Architectures of Colonialism Constructed Histories, Conflicting Memories

International Online Conference, 16 to 19 June 2021 BTU Cottbus-Senftenberg

About

“Architecture”, as the architect Léopold Lambert recently stated, “is, above all else, a materialisation of power relations and the enforcement of their potential violence.” This applies all the more to the architectures of colonialism, which were used to dominate and segregate people, exploit labour, and restructure land. As architectural history was for a long time written by the “colonisers” – that is the Global North –, these acts of domination have been marred by focusing on canonised buildings, architects, and specific archives, ignoring the experiences and agency of the “colonised”. But monuments provoke, and their values for society can be called into question, as the emotionally charged debates in the Black Lives Matter movement have recently demonstrated so vividly. Dealing with cultural heritage and its cultural significance necessitates a continuous process of negotiation and re-evaluation. Hence, those writing the architectural history of colonialism and colonisation should be concerned with decolonising perspectives, working on methodologies and narratives, and acknowledging actors, memories, and places that have been overlooked so far.

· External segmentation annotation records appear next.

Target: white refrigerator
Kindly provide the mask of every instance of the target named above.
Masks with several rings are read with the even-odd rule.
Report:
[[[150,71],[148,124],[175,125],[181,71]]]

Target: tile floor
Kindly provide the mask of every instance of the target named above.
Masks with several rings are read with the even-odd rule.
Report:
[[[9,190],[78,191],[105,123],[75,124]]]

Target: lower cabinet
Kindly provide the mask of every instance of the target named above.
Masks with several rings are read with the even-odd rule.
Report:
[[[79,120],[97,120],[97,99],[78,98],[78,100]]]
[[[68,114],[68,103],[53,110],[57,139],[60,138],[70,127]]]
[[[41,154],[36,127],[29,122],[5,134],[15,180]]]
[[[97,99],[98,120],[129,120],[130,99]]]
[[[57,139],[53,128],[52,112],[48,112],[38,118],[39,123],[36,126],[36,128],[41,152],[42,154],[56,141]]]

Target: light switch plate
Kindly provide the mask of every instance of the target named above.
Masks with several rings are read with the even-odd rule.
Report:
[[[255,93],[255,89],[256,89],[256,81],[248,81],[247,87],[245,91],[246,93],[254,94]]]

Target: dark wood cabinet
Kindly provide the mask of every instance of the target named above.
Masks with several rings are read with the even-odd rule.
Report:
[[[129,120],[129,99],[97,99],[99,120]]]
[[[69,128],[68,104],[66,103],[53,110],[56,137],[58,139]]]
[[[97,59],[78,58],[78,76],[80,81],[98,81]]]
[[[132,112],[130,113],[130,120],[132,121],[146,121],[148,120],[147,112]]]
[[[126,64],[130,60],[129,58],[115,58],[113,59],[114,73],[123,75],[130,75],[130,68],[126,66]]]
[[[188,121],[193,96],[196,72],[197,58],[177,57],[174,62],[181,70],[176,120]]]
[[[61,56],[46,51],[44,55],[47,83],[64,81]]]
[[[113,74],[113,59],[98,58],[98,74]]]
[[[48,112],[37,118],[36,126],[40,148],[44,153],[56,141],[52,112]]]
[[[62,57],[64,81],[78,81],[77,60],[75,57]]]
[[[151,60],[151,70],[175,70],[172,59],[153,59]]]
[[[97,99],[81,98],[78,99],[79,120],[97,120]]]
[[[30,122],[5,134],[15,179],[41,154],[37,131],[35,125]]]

The conference, which assembles scholars interested in architectural, building, and construction history, archaeology, architectural conservation, and heritage studies, addresses, amongst others, the following questions: Which actors, institutions, and knowledge networks were involved in the design and building practices of colonial power, and what role did local actors play? How can we rewrite architectural history to take into account the complex topologies of knowledge circulation in a globalised world shaped by colonialism? Whose heritage are colonial sites? What different memories are attached to them, and how have they changed over time? How have the architectures of colonialism been appropriated and reused, endowed with new stories and memories? How can this entanglement of conflicting memories be dealt with? How can we reassess historical archives and material evidence to analyse the traces and material remains of marginalised subjects and made them visible? What and whose stories do these remains tell?